Protests in art spaces are not limited to negating the sponsorship of the fossil fuel industry. A new documentary film ‘All the Beauty and the Bloodshed’ by artist Nan Goldin chronicles her campaign to get institutions to drop the Sackler family, owners of opioid-manufacturing, in sponsorship and name. In one activist intervention protestors gathered at the Guggenheim in New York for a ‘die-in’ where they dropped hundreds of what looked like prescriptions through the museum as people lay on the floor. Goldin and friends have staged other protests like this, at the Victoria and Albert Musuem in London and Metropolitan Museum of Art in New York to name a few.
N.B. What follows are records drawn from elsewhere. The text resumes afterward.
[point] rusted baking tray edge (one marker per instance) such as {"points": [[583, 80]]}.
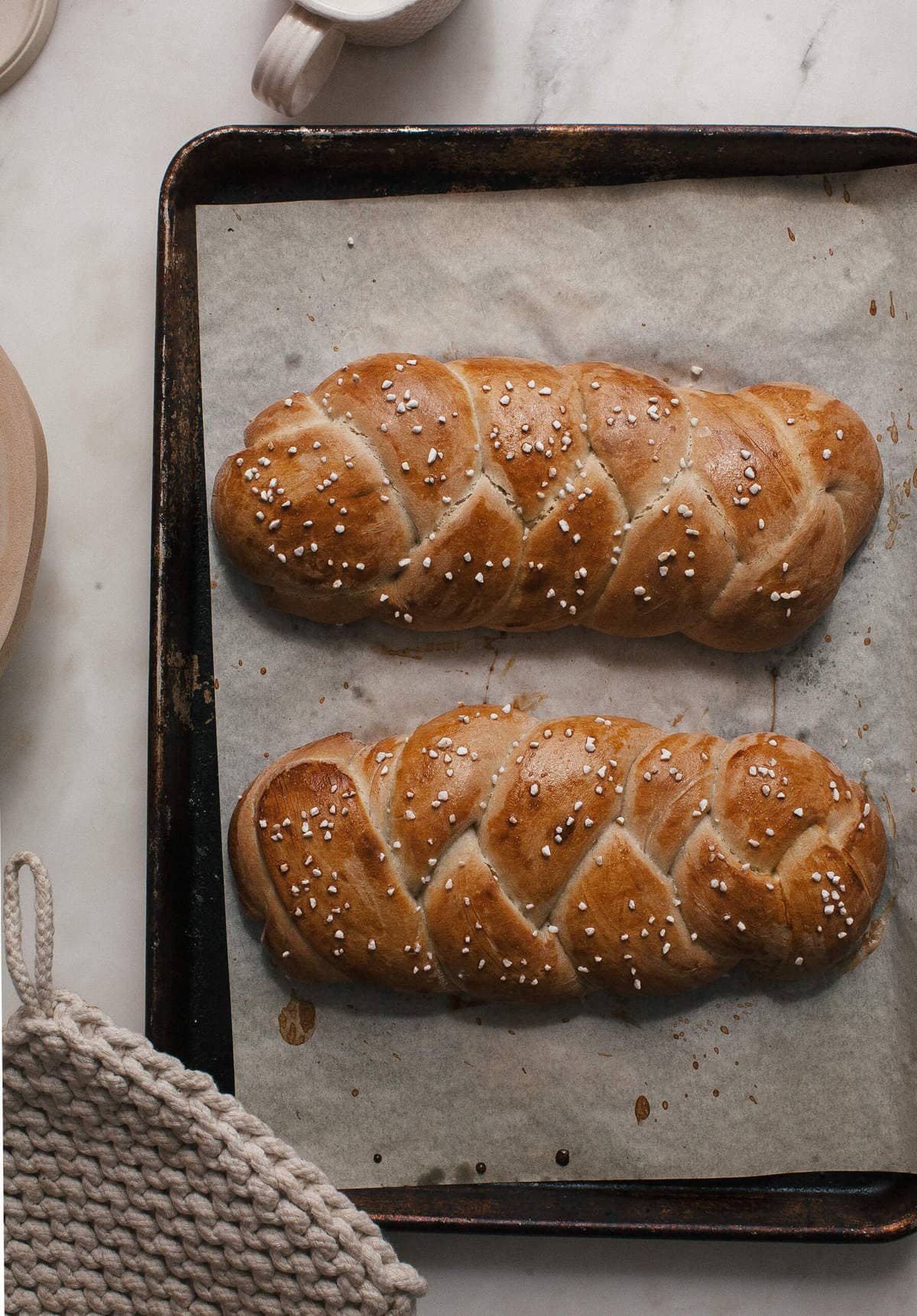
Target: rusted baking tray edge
{"points": [[187, 982]]}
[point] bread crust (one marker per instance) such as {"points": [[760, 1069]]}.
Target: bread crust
{"points": [[506, 493], [501, 857]]}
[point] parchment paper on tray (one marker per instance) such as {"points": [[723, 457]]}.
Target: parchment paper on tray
{"points": [[809, 280]]}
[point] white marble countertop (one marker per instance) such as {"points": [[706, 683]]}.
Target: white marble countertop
{"points": [[85, 140]]}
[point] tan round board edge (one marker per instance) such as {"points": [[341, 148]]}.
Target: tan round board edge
{"points": [[23, 503]]}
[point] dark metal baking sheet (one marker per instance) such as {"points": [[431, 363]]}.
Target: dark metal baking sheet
{"points": [[187, 983]]}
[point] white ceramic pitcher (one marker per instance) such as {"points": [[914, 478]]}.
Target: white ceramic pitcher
{"points": [[305, 45]]}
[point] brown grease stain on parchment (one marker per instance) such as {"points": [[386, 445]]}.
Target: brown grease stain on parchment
{"points": [[896, 499], [296, 1021]]}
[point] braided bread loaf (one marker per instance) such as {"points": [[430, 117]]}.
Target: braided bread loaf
{"points": [[506, 858], [510, 493]]}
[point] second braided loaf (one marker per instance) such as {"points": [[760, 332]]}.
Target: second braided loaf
{"points": [[502, 857]]}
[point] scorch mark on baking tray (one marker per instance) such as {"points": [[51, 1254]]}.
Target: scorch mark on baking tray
{"points": [[893, 824], [418, 651], [775, 673], [491, 645]]}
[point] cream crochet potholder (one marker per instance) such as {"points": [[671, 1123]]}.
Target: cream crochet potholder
{"points": [[134, 1186]]}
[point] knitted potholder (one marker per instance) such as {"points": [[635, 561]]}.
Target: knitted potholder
{"points": [[134, 1186]]}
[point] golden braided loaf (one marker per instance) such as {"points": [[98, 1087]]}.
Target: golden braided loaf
{"points": [[511, 493], [501, 857]]}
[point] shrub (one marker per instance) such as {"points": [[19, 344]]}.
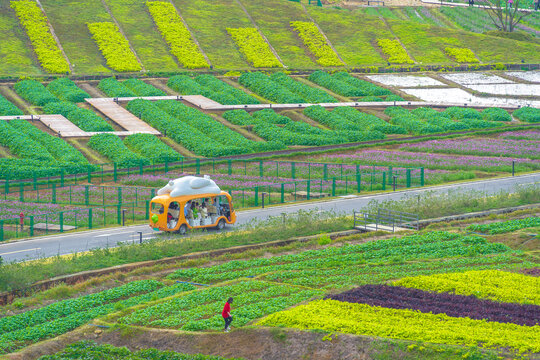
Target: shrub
{"points": [[140, 88], [496, 114], [66, 89], [37, 28], [114, 88], [110, 146], [151, 147], [461, 55], [176, 34], [114, 47], [7, 108], [34, 92], [395, 52], [85, 119], [527, 114], [316, 43], [254, 47]]}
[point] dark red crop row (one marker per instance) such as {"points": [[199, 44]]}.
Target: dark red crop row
{"points": [[453, 305]]}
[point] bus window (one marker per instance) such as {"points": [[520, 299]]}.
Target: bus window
{"points": [[157, 208], [173, 214]]}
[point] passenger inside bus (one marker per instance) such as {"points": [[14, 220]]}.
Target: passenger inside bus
{"points": [[173, 215]]}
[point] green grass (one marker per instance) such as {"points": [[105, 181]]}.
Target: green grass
{"points": [[208, 21], [16, 56], [73, 33], [142, 34], [352, 34], [273, 19]]}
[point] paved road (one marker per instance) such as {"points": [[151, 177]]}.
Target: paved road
{"points": [[81, 241]]}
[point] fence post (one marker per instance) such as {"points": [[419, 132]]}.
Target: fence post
{"points": [[31, 225], [90, 218]]}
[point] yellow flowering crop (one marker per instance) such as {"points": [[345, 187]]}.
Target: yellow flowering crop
{"points": [[362, 319], [176, 34], [35, 23], [254, 48], [461, 55], [114, 46], [395, 52], [495, 285], [316, 43]]}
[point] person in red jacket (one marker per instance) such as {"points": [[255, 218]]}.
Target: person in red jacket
{"points": [[226, 313]]}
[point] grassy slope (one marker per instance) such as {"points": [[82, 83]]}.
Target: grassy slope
{"points": [[142, 34], [73, 33], [352, 34], [16, 56], [209, 20], [273, 19]]}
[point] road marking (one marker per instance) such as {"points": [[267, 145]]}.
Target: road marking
{"points": [[14, 252]]}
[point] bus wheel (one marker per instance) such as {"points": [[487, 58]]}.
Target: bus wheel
{"points": [[183, 229], [221, 224]]}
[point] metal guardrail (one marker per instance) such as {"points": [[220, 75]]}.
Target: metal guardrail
{"points": [[386, 220]]}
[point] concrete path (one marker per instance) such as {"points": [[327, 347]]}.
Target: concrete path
{"points": [[81, 241], [125, 119]]}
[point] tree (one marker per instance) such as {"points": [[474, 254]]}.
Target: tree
{"points": [[505, 14]]}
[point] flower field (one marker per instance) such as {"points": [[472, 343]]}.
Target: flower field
{"points": [[63, 316], [253, 46], [338, 268], [434, 161], [506, 226], [201, 310], [35, 23], [114, 46], [461, 55], [362, 319], [485, 147], [91, 350], [7, 108], [316, 43], [176, 34], [488, 284], [394, 51]]}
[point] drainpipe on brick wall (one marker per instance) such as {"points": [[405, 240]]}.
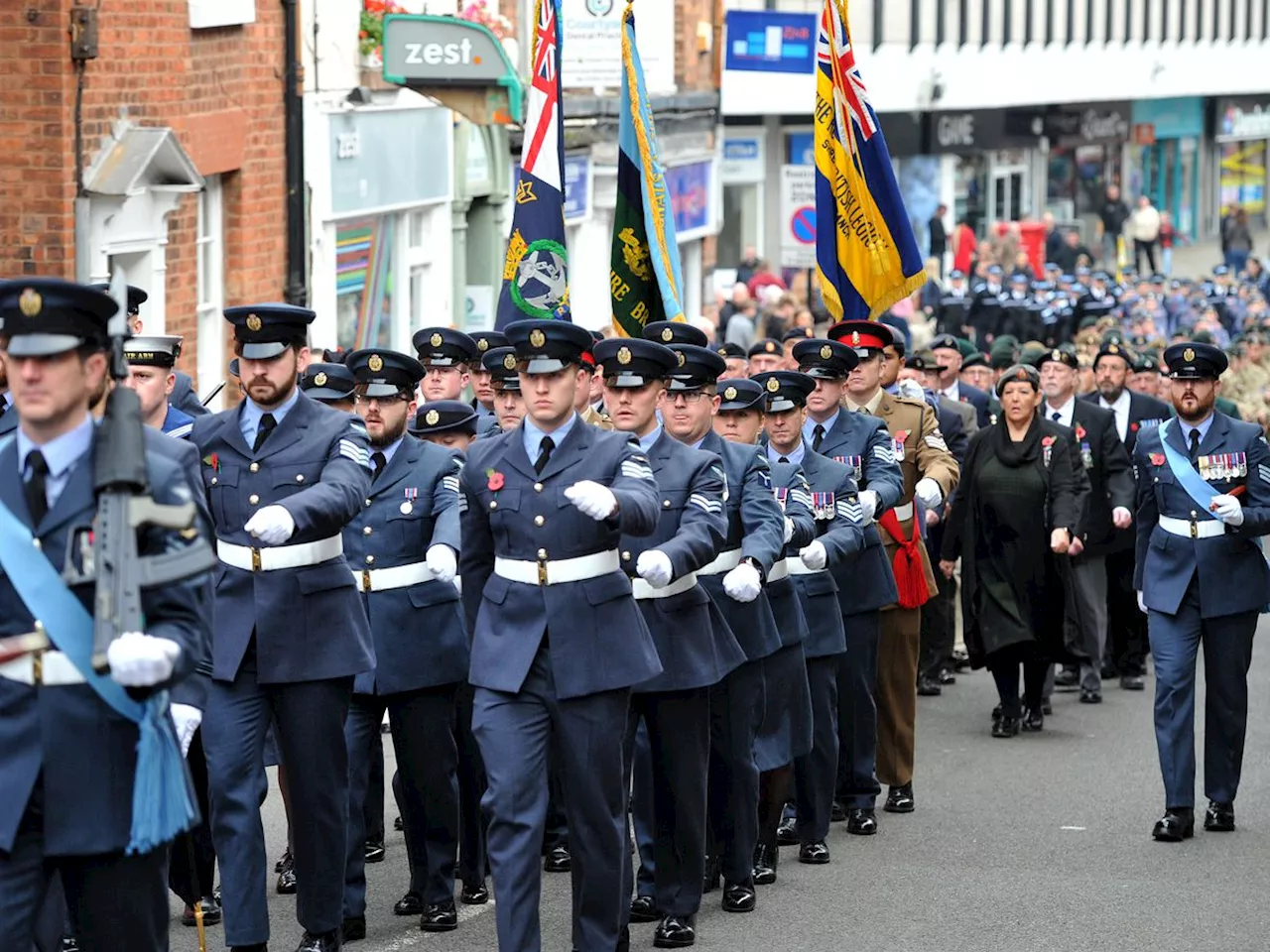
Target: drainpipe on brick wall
{"points": [[298, 286]]}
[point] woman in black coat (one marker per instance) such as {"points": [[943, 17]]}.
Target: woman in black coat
{"points": [[1017, 507]]}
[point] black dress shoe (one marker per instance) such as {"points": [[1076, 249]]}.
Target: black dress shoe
{"points": [[353, 928], [287, 876], [1175, 825], [813, 853], [738, 897], [441, 916], [899, 800], [211, 909], [675, 932], [558, 860], [409, 904], [320, 942], [1219, 817], [644, 910], [765, 864], [861, 821]]}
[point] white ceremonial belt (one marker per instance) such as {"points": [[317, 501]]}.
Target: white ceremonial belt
{"points": [[642, 589], [250, 558], [51, 669], [395, 578], [722, 562], [1205, 529], [799, 567], [557, 571]]}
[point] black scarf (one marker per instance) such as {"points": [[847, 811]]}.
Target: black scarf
{"points": [[1015, 454]]}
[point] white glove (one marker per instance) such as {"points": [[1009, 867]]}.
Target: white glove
{"points": [[1227, 509], [743, 583], [815, 556], [869, 503], [141, 660], [929, 492], [187, 720], [654, 567], [441, 562], [272, 525], [592, 499]]}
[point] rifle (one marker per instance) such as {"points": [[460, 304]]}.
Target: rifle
{"points": [[123, 507]]}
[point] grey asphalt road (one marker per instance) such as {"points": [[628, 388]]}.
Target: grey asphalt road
{"points": [[1037, 844]]}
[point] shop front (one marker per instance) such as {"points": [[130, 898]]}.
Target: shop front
{"points": [[1165, 158], [381, 225], [1241, 132]]}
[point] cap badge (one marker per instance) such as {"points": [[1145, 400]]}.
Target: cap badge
{"points": [[31, 302]]}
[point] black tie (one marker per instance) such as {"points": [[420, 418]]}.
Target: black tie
{"points": [[545, 448], [37, 486], [263, 430]]}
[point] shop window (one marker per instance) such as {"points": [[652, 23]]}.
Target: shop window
{"points": [[365, 282]]}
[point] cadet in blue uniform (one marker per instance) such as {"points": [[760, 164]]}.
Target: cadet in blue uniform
{"points": [[697, 647], [826, 572], [285, 475], [558, 640], [785, 731], [404, 546], [66, 757], [1203, 500], [754, 543]]}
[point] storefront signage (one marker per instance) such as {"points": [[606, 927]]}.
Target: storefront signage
{"points": [[743, 159], [771, 42], [576, 186], [1241, 119]]}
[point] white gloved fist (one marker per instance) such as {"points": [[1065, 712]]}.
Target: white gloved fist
{"points": [[141, 660], [743, 583], [187, 720], [867, 503], [654, 567], [272, 525], [815, 556], [929, 492], [1227, 509], [443, 562], [592, 499]]}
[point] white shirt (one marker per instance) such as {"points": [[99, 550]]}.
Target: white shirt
{"points": [[1120, 408], [1064, 413]]}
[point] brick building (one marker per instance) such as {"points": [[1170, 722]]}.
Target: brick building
{"points": [[180, 178]]}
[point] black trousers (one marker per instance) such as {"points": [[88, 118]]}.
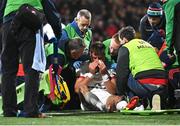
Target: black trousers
{"points": [[176, 30], [18, 44]]}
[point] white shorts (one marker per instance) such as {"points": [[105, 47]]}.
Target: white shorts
{"points": [[102, 94]]}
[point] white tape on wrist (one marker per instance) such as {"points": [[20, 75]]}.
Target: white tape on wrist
{"points": [[89, 75]]}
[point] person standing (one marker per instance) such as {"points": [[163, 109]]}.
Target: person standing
{"points": [[152, 25], [139, 69], [19, 40]]}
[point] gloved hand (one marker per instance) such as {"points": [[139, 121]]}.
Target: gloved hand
{"points": [[53, 40], [77, 64]]}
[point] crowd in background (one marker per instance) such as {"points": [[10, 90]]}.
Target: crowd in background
{"points": [[108, 16]]}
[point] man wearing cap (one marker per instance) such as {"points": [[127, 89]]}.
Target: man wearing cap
{"points": [[172, 14], [152, 25]]}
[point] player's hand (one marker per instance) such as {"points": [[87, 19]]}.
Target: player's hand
{"points": [[102, 67]]}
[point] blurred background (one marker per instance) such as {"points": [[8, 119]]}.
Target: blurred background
{"points": [[108, 16]]}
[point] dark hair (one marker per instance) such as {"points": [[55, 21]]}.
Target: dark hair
{"points": [[116, 38], [76, 44], [127, 32], [97, 48]]}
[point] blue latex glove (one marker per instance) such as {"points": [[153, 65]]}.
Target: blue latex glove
{"points": [[53, 40], [77, 64]]}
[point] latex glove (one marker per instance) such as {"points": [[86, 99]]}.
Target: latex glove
{"points": [[77, 64]]}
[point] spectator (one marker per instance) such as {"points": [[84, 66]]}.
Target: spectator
{"points": [[152, 26], [96, 83], [73, 50], [111, 48]]}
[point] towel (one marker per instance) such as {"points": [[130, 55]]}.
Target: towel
{"points": [[39, 60]]}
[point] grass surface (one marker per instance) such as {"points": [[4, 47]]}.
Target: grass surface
{"points": [[95, 119]]}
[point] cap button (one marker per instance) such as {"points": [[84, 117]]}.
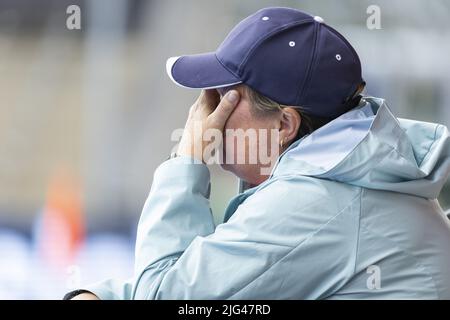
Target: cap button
{"points": [[318, 19]]}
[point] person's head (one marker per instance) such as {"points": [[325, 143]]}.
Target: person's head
{"points": [[258, 130], [302, 74]]}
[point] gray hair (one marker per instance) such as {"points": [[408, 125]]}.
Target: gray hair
{"points": [[264, 106]]}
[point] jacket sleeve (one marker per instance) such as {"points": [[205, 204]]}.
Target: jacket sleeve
{"points": [[274, 246]]}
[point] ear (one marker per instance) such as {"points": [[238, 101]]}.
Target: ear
{"points": [[289, 124]]}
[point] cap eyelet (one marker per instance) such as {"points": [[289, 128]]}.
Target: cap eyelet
{"points": [[318, 19]]}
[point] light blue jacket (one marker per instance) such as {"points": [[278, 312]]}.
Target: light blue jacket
{"points": [[349, 212]]}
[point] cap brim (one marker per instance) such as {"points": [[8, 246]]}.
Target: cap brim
{"points": [[200, 71]]}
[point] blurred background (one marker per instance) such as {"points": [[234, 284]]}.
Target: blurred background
{"points": [[86, 116]]}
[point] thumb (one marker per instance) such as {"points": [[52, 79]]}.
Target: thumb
{"points": [[225, 108]]}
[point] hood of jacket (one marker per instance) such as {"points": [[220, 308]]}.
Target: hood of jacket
{"points": [[369, 147]]}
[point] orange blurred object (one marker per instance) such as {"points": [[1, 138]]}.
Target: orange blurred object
{"points": [[62, 226]]}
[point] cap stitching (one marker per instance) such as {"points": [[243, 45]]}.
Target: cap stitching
{"points": [[273, 32], [311, 65]]}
Back to throwing food at art.
Climate change activists from Last Generation threw mash potato at Claude Monet’s painting ‘Les Meules(Haystacks)’, in the Museum Barberini, Potsdam. Again, the painting is unharmed being on display under a layer of protective glass. As the activists glued their hands to the wall one said ‘People are starving. People are freezing. People are dying. We are in a climate catastrophe. And all you are afraid of is tomato soup or mashed potatoes on a painting. You know what I’m afraid of? I’m afraid because science tells us that we won’t be able to feed our families in 2050. Does it take mashed potatoes on a painting to make you listen? This painting is not going to be worth anything if we have to fight over food. When will you finally start to listen? When will you finally start to listen and stop business as usual?’
‘Just Stop Oil’ also took their protest to Madame Tussauds London where a sculpture of King Charles III was on display. The activist duo each smacked what could have been a custard pie in the face of the likeness of the King. They announced to the crowd ‘It’s a piece of cake. Just stop oil.’ The speaker went on to say he was inspired by the looming possibility that one-day his grandchildren would ask him, what did you do in the face of climate change, what did you do to stop the destruction? He added, we need action, not just words.
In an interesting development reported by Cara Buckley of the New York Times, organisations like Just Stop Oil receive funding from the Climate Emergency Fund, a fund to which Aileen Getty, the granddaughter of the founder of Getty Oil, has donated $1 million so far. In association with CEF, The Equation Campaign provide financial and legal support to people near pipelines and refineries, this initiative has received a pledge of $30 million over 10 years from Rebecca Rockefeller Lambert and Peter Gill Case, John D. Rockefeller founded Standard Oil.
So, as long as we have a climate in peril it seems for climate change activists there is no such thing as too many cooks in the kitchen. The actions of these activists have made headlines because they are deliberately provocative and divisive, some call the displays juvenile or performative. In an interview with Sky News, singer and activist Bob Geldof conceded that yes the activists’ actions could be seen as annoying, but, he added ‘They’re not killing anyone. Climate change will.’